Nazionale parla Chiellini: “Dobbiamo aver voglia di centrare l’impossibile”

Pubblicato il autore: Domenico Margiotta Segui

Roma Juventus chiellini


E’ un Giorgio Chiellini tutt’altro che dimesso. Nazionale parla Chiellini, tutti zitti. Gonfia il petto, non si dà per sconfitto in partenza: “Non sono per gli slogan, ma siamo una squadra che può arrivare lontano con il lavoro, con la solidità fisica, con un po’ di incoscienza e con l’entusiasmo. Deve scattare dentro di noi la voglia di fare qualcosa di impossibile”. Il difensore bandiera della Juventus e della Nazionale italiana parla ai giornalisti dal ritiro di Coverciano, ripercorrendo la sua avventura in azzurro: “C’ero anche all’Europeo del 2008, dove abbiamo disputato una buona manifestazione, facendo bene con la Spagna.
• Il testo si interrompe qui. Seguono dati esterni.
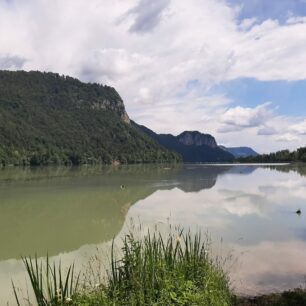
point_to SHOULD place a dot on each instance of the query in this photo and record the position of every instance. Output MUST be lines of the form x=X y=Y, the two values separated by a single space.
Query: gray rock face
x=195 y=138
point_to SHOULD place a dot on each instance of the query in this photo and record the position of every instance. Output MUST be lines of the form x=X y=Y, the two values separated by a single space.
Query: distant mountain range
x=194 y=146
x=46 y=118
x=240 y=151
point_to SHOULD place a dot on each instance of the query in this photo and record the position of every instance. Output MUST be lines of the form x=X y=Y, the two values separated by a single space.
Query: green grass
x=176 y=270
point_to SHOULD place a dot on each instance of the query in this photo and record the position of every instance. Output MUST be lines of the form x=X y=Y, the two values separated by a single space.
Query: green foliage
x=283 y=156
x=172 y=271
x=48 y=119
x=50 y=285
x=152 y=271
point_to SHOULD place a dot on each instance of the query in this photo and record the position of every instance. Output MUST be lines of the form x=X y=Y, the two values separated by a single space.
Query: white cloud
x=238 y=118
x=299 y=128
x=151 y=51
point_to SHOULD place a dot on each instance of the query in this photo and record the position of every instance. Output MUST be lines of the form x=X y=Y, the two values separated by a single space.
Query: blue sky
x=288 y=96
x=231 y=68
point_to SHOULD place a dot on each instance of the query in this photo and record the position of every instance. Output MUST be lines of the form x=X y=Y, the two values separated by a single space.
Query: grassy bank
x=176 y=270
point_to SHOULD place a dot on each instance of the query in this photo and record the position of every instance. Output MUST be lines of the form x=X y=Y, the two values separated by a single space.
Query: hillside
x=46 y=119
x=240 y=151
x=193 y=146
x=284 y=156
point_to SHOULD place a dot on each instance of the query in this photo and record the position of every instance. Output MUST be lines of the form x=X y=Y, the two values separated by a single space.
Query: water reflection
x=70 y=212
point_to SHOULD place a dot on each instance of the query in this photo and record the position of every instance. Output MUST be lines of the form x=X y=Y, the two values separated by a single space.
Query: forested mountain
x=240 y=151
x=46 y=118
x=298 y=155
x=193 y=146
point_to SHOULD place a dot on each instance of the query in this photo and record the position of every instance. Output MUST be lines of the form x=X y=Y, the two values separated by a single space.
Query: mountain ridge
x=193 y=146
x=48 y=119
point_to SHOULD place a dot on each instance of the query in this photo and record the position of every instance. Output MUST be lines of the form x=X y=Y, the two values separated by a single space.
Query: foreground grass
x=176 y=270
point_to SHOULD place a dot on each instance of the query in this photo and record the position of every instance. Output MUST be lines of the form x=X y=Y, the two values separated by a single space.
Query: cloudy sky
x=232 y=68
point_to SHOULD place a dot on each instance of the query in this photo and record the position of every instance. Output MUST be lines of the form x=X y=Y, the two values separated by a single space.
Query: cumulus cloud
x=181 y=41
x=147 y=15
x=11 y=62
x=238 y=118
x=267 y=130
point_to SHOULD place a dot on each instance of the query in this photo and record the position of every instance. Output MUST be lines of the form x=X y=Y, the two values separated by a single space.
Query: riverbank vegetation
x=176 y=270
x=284 y=156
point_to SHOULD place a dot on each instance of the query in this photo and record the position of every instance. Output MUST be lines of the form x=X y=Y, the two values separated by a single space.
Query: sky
x=233 y=68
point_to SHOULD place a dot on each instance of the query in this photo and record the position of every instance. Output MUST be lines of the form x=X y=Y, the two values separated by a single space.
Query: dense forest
x=48 y=119
x=278 y=157
x=204 y=153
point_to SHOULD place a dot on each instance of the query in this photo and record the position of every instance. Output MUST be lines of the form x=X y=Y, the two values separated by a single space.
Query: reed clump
x=176 y=270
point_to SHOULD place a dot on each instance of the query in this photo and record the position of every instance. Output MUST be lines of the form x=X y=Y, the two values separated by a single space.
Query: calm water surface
x=73 y=214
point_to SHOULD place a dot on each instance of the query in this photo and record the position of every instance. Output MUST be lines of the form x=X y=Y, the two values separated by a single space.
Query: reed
x=175 y=270
x=51 y=285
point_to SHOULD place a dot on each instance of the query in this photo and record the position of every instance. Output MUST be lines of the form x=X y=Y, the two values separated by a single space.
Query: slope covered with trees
x=194 y=146
x=298 y=155
x=46 y=119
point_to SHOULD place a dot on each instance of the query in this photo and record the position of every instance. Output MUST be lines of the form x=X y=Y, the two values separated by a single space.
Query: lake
x=74 y=213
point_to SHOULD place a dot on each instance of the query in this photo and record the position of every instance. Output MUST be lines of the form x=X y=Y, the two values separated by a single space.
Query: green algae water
x=72 y=213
In Francia troveremo un calcio più simile alle nostre caratteristiche. Non so quali punti di contatto ci possano essere con Euro 2012, ma mi auguro di rivivere le emozioni vissute in quella manifestazione, magari con un finale diverso. Il cruccio maggiore è il girone. Non vorrei, non vorremmo passare come terza perché sarebbe un piazzamento che ci metterebbe di fronte un sorteggio sulla carta più complicato”. A due giorni dall’amichevole con la Scozia, il difensore sa bene come spronare lo spogliatoio e la tifoseria: “Non siamo una nazionale dimessa. Abbiamo qualche assenza, però c’è la voglia di far bene. Secondo me l’Europeo è un torneo diverso dal Mondiale, perché non ci sono stili di calcio opposti. Le nazionali più o meno si conoscono, più o meno le abbiamo affrontate tutte. Credo che ci sarà equilibrio e spazio anche a sorprese”.
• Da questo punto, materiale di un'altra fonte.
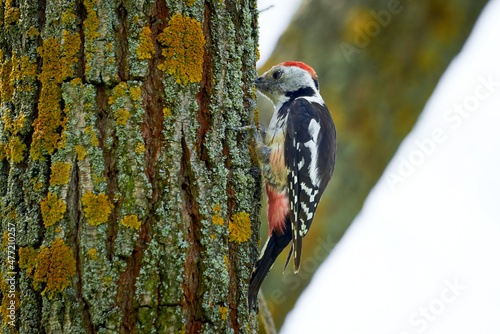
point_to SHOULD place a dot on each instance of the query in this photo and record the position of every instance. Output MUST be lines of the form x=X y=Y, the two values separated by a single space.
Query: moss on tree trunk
x=132 y=204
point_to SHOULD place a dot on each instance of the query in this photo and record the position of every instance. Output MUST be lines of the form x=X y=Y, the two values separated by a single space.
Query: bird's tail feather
x=273 y=247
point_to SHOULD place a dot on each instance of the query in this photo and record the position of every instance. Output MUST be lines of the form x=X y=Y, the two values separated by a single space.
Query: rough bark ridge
x=132 y=204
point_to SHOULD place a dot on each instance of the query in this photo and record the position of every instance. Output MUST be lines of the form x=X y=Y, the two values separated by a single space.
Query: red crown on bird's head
x=303 y=66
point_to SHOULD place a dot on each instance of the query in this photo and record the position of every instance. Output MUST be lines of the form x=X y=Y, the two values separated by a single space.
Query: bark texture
x=377 y=61
x=131 y=204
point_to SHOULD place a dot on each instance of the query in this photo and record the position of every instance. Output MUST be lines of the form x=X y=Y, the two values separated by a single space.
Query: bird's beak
x=261 y=84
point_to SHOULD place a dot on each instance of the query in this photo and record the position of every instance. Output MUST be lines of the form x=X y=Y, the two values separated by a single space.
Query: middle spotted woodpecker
x=297 y=158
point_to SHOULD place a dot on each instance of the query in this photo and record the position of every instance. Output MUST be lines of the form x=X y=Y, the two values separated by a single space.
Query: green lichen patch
x=146 y=48
x=53 y=209
x=58 y=59
x=60 y=173
x=183 y=42
x=97 y=208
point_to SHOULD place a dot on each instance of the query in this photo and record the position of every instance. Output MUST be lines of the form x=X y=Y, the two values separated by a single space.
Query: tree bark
x=377 y=61
x=131 y=206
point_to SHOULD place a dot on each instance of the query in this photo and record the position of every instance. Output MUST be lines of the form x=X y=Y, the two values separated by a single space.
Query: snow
x=423 y=254
x=274 y=17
Giorgio ha anche da dire la sua sulla situazione del nostro centrocampo: “Montolivo e Thiago Motta stanno entrambi bene, non penso che avranno problemi a essere a disposizione per l’inizio del torneo. Anche se non penso che possano giocare domenica”. Si parla anche di Belgio, la squadra più forte del girone azzurro: “Secondo me conteranno le condizioni in cui arriveranno Hazard e de Bruyne. Hazard peraltro l’ho visto in netta crescita negli ultimi mesi. Non giocano in casa ma quasi, e se riescono ad avere un po’ di incoscienza potrebbero arrivare fino in fondo. Penso che i belgi passeranno il girone, spero non per primi. Sono comunque la favorita del girone”. Domenica sera si torna in campo: “La Scozia somiglia un po’ all’Irlanda, dunque questa amichevole deve servirci anche per prendere spunto per la terza gara del girone. Hanno giocatori con una buona stazza, tipici del Nord Europa. La partita di domenica non cambierà la vita né in bene né in male, ma deve darci qualcosina. Anche a livello di fiducia”.